SPEZIALLEKTÜRE
: Invasion der Leser

Sie tragen beide insgesamt sieben Plastiktüten

In der Linie 7 sitze ich einer volluniformierten Polizistin mit Pferdeschwanz gegenüber. Merkwürdig, dass alle Polizistinnen mit Pferdeschwanz herumlaufen, aber viel merkwürdiger ist es, dass diese Pferdeschwanzpolizistin ein Buch liest. Ich meine das gar nicht pejorativ, denn warum sollen Pferdeschwanzpolizistinnen nicht auch mal ein Buch lesen, aber haben Sie schon mal eine gesehen, die in der U 7 sitzt, in voller Montur und in ein Buch vertieft ist? Na? Eben.

Jedenfalls liest sie und ich denke nur, na, wird schon so ein Buch sein. Wahrscheinlich „Wie werde ich eine gute Pferdeschwanzpolizistin“ oder „Stürmisches Verlangen“, irgend so was. Das ist nun eindeutig abwertend. Und weil ich mich selbst bei diesem fiesen Gedanken ertappe, lasse ich dezent ein Taschentuch zu Boden fallen, bücke mich und linse von unten auf den Buchumschlag. Es ist „Der Todestrieb“, die Memoiren von Jacques Mesrine, der in den siebziger Jahren Frankreichs Staatsfeind Nummer eins war und ein paar Polizisten erschoss, bevor er von einem polizeilichen Kugelhagel gründlich zersiebt wurde.
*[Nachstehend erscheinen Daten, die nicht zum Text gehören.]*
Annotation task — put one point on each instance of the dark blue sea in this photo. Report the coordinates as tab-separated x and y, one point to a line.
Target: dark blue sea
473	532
Das gibt mir zu denken. An der nächsten Ampel steht ein sehr elegant gekleideter 1,86 großer Mann in schwarzem Anzug, weißem Hemd mit Manschetten, mit schwarzem Schlips, Sonnenbrille und weißen Schuhen neben mir, also eine hier eher selten anzutreffende Erscheinung. Er hat ein Buch in der Hand mit dem Titel: „Anleitung zum Bürgerkrieg“.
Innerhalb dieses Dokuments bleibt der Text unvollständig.